LRStar: LR(*) parser generator

An LRTEC software product

  Home Testimonials Comparison Papers Installation LRStar DFA Definitions Contact  

DFA 9.0 User's Manual

Section 1. Introduction


DFA generates compressed-matrix table-driven lexers, which are very fast and small. DFA lexers compile very fast.

Section 2. Command-Line Syntax.

DFA is a command-line (or console-mode) program. The command-line syntax is:

dfa <grammar> [<option>]...

dfa   is the program name.
<grammar>   is the input grammar, (e.g. 'calc' or 'calc.lgr'). Must have a filetype of '.lgr'.
[<option>]...   means zero or more program options.

An <option> must start with a '/' or '-'. '/' means yes. '-' means no (e.g. '-c' means don't list the conflicts).

Here are some examples:

dfa ansic
dfa ansic /v /c /d /st
dfa ansic /v /m -g -st

Here is a typical make.bat file for building a parser (on Windows systems):

..\..\bin\dfa calc /v=2 /d -st -g

Section 3. Program Options

This chapter contains a more in depth explanation of the DFA program options when creating a lexical analyzer. In this case, your input file name should have a filetype of 'lgr'. Here is the list of options.

DFA 1.0.000 Copyright 2018 LRTEC.
|   dfa <grammar> [/<option>...]
|   c           0    Conflict report (all conflicts)
|   g           0    Grammar listing for the lexical grammar
|   m           1    Minimize lexer-table size
|   st          0    State machine listing (for lexer)
|   sto         0    Optimized state machine listing (for lexer)
|   tab         3    Tab setting in lexical grammar (2,3,4)
|   v           1    Verbose mode for lexical grammar

'c' option: Conflict report for all conflicts.

The 'c' option tells DFA to report shift-reduce conflicts also.
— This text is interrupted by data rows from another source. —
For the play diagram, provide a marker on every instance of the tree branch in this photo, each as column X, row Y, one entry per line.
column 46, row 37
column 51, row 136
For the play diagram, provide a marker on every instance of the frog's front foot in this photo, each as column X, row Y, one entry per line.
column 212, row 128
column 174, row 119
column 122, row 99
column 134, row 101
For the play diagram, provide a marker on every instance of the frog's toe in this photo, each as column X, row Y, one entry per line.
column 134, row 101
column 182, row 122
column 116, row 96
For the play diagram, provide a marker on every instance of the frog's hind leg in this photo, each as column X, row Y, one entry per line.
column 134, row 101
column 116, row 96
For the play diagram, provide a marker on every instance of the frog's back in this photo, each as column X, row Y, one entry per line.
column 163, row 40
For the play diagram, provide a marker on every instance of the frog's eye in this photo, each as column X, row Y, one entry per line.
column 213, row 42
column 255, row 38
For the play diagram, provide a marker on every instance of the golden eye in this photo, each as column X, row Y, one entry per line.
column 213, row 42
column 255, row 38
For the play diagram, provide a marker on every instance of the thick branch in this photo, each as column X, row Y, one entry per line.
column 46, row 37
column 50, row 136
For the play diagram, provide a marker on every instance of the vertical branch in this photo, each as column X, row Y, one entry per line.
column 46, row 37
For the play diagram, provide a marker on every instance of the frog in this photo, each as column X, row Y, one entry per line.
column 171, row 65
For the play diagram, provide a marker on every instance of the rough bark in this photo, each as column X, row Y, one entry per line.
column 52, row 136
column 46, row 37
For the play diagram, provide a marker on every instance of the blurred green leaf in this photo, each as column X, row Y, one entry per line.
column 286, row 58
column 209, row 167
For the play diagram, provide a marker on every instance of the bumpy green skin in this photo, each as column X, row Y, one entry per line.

Usually only the reduce-reduce conflicts are reported in the "*.lgr.conflicts.txt" file because these are real errors. The shift-reduce conflicts are usually resolved by choosing the shift action. The default is 'c=0' (no shift-reduce conflict reporting).

'g' option: Create a grammar listing file.

The 'g' option tells DFA to generate a grammar file: ?.lgr.grammar.txt.

'm' option: Minimize lexer table size.

The 'm' option tells DFA to minimize the size of the lexer tables.

'st' option: State machine listing.

The 'st' option tells DFA to list the original unoptimized state machine in a file. This state machine is the one that you might want to look at when trying to figure out why your grammar has a conflict. This state machine listing can be very large. The optimized state machine is much smaller, but the state numbers in the optimized one do not correspond to the state numbers in the conflict report.

'sto' option: State machine optimized listing.

The 'sto' option tells DFA to list the optimized state machine.

'tab' option: Tab setting in lexical grammar.

The 'tab' option tells DFA what the tab setting is for the input lexical grammar. This is necessary because indentation is important and the wrong indentation can cause a syntax error in the lexical grammar. The default is 'tab=3'.

'v' option: Verbose mode.

The 'v' option tells DFA to display more information on the screen. The default is 'v=0'. 'v' can be 0, 1, or 2.

Section 4. Output Files from Lexer Generation.

DFA always creates five output files when analyzing a grammar. For example, if your lexical-grammar is calc.lgr, you will get these five output files:

calc.lgr.conflicts.txt   - A conflicts file, showing the conflicts in your grammar.
calc.lgr.grammar.txt   - A grammar file, showing your grammar and the rule numbers.
calc.lgr.log.txt   - A log file, showing a log of what happened.
calc.lgr.states.txt   - A state-machine file, showing the lexer state machine.
calc.lgr.warnings.txt   - A file with warning messages.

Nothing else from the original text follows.